Register
It is currently Sat Nov 29, 2014 12:13 am

Pick out fields of input text.


All times are UTC - 6 hours


Post new topic Reply to topic  [ 6 posts ] 
Author Message
 PostPosted: Sun Oct 21, 2012 4:20 pm   

Joined: Sun Oct 21, 2012 3:23 pm
Posts: 7
Command is called 'field', below is the output from its help
message followed by the code.

Quote:
$ field --help

Usage: field [-d field-separator] [[-]column-number[+]|-fieldname|text]...

Print given field column(s) from input.
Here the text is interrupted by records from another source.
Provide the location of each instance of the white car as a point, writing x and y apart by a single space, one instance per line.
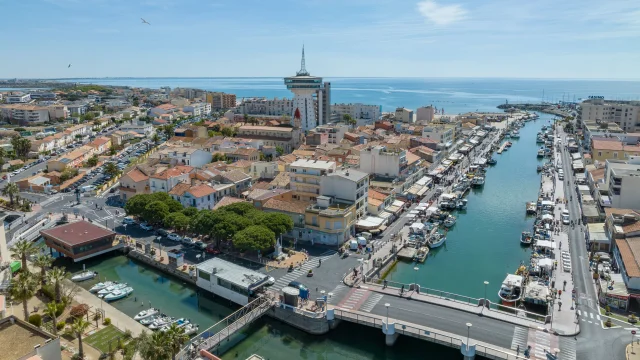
174 237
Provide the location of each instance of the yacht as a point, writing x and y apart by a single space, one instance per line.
511 290
146 313
99 286
526 238
437 240
450 221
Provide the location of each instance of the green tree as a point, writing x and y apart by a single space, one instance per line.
155 212
21 146
22 289
43 262
177 221
51 310
93 160
11 190
276 222
56 276
22 250
254 237
78 328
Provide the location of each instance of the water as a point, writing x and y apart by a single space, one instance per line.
454 95
484 244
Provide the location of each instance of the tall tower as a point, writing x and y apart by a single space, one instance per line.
304 87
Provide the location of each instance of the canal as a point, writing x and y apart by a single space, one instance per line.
484 244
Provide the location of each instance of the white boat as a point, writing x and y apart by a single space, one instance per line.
118 294
158 323
437 240
511 290
85 275
190 329
450 221
146 313
99 286
111 289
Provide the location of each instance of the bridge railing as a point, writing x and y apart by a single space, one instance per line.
410 330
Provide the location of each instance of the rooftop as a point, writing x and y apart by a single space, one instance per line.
76 233
235 274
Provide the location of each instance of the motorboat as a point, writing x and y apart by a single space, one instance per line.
110 289
99 286
437 240
146 313
85 275
477 181
511 290
450 221
190 329
118 294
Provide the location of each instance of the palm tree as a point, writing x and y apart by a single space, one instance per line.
43 261
175 339
22 250
78 328
55 276
11 190
24 288
51 310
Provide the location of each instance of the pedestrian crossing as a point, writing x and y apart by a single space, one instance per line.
299 271
371 302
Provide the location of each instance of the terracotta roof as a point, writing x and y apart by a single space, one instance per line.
629 249
227 200
297 207
77 233
201 190
606 144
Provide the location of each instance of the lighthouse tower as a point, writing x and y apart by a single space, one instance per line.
304 87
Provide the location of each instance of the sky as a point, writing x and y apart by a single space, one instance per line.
343 38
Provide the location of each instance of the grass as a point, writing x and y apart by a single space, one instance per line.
100 339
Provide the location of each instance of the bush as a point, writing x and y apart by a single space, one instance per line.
35 320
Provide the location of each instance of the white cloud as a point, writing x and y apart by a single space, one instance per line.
441 14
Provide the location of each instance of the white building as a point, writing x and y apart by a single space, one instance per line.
18 99
198 109
382 161
306 175
404 115
304 87
228 280
363 114
626 115
623 178
351 186
264 106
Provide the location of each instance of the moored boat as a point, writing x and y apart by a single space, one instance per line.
85 275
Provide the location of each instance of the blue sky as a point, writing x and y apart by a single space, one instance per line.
375 38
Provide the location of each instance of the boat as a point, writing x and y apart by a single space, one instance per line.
190 329
422 253
511 290
110 289
118 294
437 240
526 238
450 221
99 286
146 313
477 181
461 204
85 275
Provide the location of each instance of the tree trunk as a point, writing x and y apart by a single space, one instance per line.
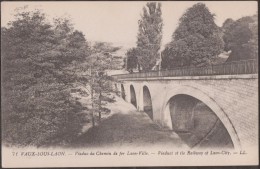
92 99
99 104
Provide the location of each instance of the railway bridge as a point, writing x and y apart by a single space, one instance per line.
214 106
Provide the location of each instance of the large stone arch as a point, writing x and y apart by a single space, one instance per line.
147 101
123 94
133 96
207 100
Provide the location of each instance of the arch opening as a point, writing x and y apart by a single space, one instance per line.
133 96
122 91
147 102
196 124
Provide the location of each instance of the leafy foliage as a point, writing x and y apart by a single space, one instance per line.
241 37
196 40
148 39
101 59
37 74
131 62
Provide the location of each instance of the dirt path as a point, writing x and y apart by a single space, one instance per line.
127 127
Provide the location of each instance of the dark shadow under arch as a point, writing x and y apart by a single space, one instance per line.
147 102
197 124
122 91
133 96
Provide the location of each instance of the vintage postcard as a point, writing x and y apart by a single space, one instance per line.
141 83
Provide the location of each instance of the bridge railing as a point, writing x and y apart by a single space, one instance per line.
229 68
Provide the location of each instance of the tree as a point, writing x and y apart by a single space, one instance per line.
196 40
37 74
241 37
131 60
101 60
149 36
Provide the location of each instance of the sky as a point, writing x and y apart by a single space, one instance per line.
117 22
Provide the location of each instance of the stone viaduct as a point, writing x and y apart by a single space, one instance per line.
206 108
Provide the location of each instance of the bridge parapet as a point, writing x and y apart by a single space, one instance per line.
229 68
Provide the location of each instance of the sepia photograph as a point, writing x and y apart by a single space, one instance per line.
129 83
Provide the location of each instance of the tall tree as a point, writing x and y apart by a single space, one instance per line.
36 77
101 60
196 40
131 60
241 37
149 36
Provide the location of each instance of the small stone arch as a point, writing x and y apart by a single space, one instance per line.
201 96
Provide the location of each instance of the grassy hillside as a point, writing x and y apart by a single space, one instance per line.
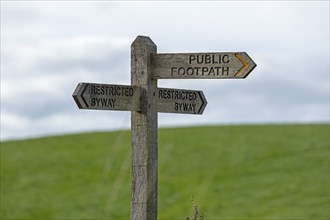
236 172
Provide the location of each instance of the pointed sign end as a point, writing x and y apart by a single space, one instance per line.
248 65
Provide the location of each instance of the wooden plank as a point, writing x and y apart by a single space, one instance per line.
202 65
144 190
107 97
180 101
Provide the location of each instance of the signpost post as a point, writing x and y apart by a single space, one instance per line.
144 99
127 98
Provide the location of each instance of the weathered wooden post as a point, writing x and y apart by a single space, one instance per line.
144 100
144 133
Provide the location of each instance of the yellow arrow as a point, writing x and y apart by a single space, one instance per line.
245 65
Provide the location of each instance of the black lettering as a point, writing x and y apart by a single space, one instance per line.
207 58
190 71
225 70
225 58
204 70
181 71
172 70
191 58
200 59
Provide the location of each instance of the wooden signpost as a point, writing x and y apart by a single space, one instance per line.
144 99
127 98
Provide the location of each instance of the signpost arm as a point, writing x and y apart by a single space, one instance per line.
144 191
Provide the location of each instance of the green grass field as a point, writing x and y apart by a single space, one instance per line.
230 172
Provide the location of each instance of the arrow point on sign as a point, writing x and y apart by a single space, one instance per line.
78 95
204 102
248 65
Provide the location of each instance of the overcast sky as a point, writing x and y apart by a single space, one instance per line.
47 47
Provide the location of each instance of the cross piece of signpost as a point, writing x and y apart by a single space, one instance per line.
144 99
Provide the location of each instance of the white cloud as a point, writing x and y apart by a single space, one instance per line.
48 47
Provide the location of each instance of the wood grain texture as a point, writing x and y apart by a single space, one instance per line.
221 65
144 125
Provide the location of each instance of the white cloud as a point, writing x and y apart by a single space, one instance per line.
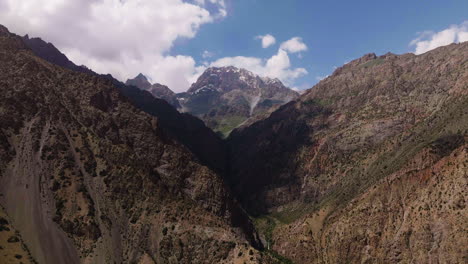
120 37
267 40
278 66
207 54
294 45
429 40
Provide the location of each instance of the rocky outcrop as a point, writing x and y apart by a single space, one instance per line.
368 166
188 130
87 177
157 90
226 97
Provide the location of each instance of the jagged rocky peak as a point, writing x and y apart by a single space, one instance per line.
87 177
156 89
368 166
225 97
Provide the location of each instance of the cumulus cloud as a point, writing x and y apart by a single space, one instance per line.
120 37
294 45
267 40
207 54
429 40
278 66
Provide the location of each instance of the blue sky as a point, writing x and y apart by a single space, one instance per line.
166 39
334 31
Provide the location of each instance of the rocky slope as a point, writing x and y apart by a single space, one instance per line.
226 97
157 90
187 129
86 177
369 166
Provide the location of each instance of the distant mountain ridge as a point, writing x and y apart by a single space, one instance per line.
225 97
156 89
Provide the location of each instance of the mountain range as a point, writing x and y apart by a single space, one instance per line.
368 166
224 97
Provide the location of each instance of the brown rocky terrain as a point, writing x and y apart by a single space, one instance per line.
369 166
87 177
156 89
226 97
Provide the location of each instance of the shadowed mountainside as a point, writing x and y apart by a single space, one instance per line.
369 166
86 177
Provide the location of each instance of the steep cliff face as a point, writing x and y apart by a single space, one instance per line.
368 166
86 177
225 97
188 130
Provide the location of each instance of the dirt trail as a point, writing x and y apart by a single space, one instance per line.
30 206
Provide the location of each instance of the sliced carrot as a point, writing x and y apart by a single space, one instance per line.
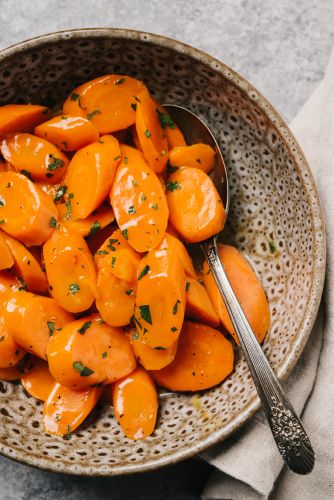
247 288
139 201
89 226
68 133
115 298
135 402
90 175
199 305
151 137
38 382
65 409
26 213
160 300
31 319
108 101
70 269
151 359
27 266
204 358
34 157
196 210
6 257
88 352
21 118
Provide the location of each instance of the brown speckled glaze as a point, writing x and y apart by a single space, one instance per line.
273 199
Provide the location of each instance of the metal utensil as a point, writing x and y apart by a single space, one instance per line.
289 434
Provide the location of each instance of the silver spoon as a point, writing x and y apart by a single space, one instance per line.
289 434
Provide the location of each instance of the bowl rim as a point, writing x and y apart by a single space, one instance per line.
318 229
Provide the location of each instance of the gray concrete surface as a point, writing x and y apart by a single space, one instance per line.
281 46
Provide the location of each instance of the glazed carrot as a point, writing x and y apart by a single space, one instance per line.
68 133
151 359
32 320
26 213
38 382
34 157
6 257
21 118
135 403
199 305
109 102
88 352
115 298
70 269
247 288
204 358
199 156
90 175
196 210
115 241
151 137
160 301
65 409
89 226
27 267
139 201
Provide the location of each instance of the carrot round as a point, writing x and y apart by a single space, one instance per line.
34 157
88 352
65 409
38 382
139 202
32 320
26 212
21 118
152 139
247 288
70 269
196 210
6 257
90 175
160 299
135 403
68 133
204 358
27 266
151 359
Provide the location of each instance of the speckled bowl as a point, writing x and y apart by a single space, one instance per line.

Default is last field, -1.
Use a minus number to print counting from the last field.
First field is numbered from 1 not from zero.
Use -<fieldname> to print the value of a named field.
Ordinary text is just copied to output.
Use a plus sign, '+', after a field number to print all following fields.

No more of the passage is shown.